Location
- 19 Kiepersol Street, Akasia Mokopane, Limpopo, 0601 South Africa 24°10′37″S 28°59′55″E﻿ / ﻿24.1770°S 28.9986°E

Information
- Type: Independent, non-profit combined day school
- Motto: Rooted in care, growing with purpose
- Established: 2001
- Founder: Dr. Suliman Tayob, Ahmed Cachalia, Ashraf Bhyat, Aboo Bakr Tayob
- Headmaster: Brian Dawson
- Grades: Grade RR – Grade 12
- Language: English
- Affiliation: ISASA
- Website: mecschool.co.za

= Mokopane English Combined School =

Mokopane English Combined School (commonly abbreviated as MECS) is an independent, co-educational combined primary and high school situated in Mokopane (formerly Potgietersrus), Limpopo, South Africa.

The school provides education from Early Childhood Development (Grade RR) through to Grade 12 (Matric). MECS is a member of the Independent Schools Association of Southern Africa (ISASA) and its high school matriculants sit for the Independent Examinations Board (IEB) examinations.

== History ==
The school was established in 2001 in the Akasia suburb of Mokopane by members of the local community, including Dr. Suliman Tayob, Ahmed Cachalia, Ashraf Bhyat, and the late Aboo Bakr Tayob. Initially founded as the Potgietersrus Muslim School under the leadership of Yunus Hassen, the institution evolved into an inclusive, independent combined English-medium school serving learners of diverse cultural and religious backgrounds across the Waterberg District.

In November 2015, the school expanded its campus infrastructure with the addition of dedicated modern classrooms for its Foundation Phase (Grade R to Grade 3).

== Academics ==
Mokopane English Combined School operates four internal academic divisions:
- Early Childhood Development (ECD) – Grade RR & Grade R
- Foundation Phase – Grade 1 to Grade 3
- Intermediate & Senior Primary Phase – Grade 4 to Grade 7
- High School – Grade 8 to Grade 12

The school is affiliated with the Independent Schools Association of Southern Africa (ISASA). The secondary school follows the curriculum aligned with the Independent Examinations Board (IEB), writing the National Senior Certificate examinations.

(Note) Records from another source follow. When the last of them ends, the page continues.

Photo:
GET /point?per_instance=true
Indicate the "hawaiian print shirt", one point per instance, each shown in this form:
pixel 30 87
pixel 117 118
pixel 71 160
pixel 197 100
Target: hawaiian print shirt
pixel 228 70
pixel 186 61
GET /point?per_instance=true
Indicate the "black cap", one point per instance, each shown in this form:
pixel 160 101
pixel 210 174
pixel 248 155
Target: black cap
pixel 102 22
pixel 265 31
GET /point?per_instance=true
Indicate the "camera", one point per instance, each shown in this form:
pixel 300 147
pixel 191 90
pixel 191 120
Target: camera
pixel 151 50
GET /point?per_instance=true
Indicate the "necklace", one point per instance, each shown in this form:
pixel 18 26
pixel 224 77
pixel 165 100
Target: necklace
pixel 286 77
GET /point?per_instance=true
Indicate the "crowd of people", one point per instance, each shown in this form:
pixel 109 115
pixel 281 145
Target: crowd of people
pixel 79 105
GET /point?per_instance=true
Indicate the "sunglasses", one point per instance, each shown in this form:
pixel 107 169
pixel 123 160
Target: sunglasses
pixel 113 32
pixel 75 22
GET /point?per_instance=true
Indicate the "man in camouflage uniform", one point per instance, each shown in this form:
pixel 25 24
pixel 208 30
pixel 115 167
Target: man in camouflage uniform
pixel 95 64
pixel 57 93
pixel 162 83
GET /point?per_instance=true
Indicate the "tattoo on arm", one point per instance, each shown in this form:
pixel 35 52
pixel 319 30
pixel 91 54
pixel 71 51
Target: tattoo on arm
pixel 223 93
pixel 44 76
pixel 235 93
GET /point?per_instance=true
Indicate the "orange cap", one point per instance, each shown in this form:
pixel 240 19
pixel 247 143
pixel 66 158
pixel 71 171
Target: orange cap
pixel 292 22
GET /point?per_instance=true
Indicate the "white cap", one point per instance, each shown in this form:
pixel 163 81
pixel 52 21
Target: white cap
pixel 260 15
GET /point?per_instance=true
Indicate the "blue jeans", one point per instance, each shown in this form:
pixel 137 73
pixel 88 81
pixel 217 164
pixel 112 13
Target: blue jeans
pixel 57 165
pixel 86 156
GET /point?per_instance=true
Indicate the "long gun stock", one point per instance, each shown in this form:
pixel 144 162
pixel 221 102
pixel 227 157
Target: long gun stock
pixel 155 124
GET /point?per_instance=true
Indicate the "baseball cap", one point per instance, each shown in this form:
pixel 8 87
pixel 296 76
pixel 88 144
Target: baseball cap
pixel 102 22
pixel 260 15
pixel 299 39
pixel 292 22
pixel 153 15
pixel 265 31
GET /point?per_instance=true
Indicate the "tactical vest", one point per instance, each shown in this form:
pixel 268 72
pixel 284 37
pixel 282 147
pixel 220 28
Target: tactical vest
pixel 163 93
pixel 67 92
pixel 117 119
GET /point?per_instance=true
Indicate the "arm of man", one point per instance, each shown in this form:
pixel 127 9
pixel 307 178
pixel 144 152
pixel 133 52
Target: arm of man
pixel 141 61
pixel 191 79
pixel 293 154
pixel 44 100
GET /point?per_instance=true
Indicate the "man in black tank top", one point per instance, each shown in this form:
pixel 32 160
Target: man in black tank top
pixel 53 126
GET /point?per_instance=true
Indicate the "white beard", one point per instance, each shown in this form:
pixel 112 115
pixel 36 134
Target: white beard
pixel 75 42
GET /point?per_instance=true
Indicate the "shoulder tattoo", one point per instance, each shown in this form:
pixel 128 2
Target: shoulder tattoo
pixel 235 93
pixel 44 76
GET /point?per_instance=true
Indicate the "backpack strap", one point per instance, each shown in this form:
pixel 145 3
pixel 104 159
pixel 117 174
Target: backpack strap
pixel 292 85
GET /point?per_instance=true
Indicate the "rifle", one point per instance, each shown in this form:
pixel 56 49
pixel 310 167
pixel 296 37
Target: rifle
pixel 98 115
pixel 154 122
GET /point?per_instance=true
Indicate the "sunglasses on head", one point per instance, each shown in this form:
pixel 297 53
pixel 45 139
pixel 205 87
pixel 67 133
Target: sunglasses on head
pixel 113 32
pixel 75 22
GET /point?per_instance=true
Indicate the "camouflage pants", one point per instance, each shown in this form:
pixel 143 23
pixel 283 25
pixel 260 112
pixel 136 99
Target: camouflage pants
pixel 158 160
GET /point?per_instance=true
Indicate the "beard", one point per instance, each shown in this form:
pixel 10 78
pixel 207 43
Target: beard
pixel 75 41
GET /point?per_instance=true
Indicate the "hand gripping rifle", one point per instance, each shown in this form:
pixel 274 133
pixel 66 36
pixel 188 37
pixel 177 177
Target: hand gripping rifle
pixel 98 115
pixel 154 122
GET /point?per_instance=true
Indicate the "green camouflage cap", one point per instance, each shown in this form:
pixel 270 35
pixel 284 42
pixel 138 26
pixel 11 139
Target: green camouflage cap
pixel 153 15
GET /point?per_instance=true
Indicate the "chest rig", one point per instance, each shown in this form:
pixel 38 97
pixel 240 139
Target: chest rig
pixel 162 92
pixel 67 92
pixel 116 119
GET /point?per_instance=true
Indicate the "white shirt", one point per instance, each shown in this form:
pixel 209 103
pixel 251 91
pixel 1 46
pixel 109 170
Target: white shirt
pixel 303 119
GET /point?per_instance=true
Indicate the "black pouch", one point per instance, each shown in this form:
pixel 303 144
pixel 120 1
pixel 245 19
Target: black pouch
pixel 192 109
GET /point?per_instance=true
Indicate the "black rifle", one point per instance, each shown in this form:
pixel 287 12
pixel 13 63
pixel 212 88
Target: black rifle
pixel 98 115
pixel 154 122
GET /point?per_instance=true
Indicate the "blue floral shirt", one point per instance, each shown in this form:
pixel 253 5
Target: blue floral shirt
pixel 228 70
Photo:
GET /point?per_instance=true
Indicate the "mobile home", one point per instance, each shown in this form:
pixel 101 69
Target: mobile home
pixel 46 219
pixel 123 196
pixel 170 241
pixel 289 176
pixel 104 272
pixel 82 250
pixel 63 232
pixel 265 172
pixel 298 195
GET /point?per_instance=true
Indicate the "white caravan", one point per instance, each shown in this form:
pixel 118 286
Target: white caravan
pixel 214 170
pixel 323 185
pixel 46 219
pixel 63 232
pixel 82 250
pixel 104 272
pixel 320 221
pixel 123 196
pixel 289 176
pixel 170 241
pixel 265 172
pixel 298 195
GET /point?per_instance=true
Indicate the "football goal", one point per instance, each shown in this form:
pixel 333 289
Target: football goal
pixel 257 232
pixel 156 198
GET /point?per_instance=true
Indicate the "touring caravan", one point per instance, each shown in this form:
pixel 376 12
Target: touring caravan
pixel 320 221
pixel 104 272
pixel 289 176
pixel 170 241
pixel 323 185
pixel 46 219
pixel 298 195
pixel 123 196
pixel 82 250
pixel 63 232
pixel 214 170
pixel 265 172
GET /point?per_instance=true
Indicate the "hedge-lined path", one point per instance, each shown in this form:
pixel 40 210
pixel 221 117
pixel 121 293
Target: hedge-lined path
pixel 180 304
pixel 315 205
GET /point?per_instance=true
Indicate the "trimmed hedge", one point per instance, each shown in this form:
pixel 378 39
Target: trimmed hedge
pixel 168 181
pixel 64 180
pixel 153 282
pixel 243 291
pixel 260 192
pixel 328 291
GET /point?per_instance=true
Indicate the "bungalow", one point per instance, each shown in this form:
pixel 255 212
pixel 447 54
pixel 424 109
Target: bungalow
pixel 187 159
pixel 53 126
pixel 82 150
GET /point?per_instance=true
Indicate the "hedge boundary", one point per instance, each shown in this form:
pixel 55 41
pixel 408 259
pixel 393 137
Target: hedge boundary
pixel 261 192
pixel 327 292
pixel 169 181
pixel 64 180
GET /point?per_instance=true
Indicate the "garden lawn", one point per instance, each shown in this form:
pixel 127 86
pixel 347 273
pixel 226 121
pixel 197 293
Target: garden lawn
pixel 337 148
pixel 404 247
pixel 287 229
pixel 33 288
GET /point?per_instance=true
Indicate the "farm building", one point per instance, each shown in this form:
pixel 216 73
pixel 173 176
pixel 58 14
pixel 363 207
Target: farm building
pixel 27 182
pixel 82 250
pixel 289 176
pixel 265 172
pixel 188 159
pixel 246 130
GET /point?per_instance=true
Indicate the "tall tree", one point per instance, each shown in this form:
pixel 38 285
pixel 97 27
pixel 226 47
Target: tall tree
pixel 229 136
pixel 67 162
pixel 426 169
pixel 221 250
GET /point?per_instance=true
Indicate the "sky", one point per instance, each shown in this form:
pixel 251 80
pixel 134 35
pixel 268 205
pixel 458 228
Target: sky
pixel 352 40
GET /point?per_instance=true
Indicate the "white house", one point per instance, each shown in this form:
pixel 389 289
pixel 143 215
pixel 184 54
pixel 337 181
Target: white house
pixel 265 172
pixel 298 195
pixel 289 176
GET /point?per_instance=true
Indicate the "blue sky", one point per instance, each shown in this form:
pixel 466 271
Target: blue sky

== Extracurricular activities ==
The school participates in academic, cultural, and sporting leagues within the Limpopo region.
- Culture & Academics: Debate, public speaking, poetry competitions (such as the Rotary Debate Competition and MDA English Poetry), spelling bees, and science expos.
- Sports: Football (soccer), netball, volleyball, archery, athletics, and chess.

== Leadership ==
The school is governed by a board of governors and administered by an executive management team. Educationalist Brian Dawson, former headmaster of Stanford Lake College and former executive director of the global Round Square schools network, serves as the school's principal.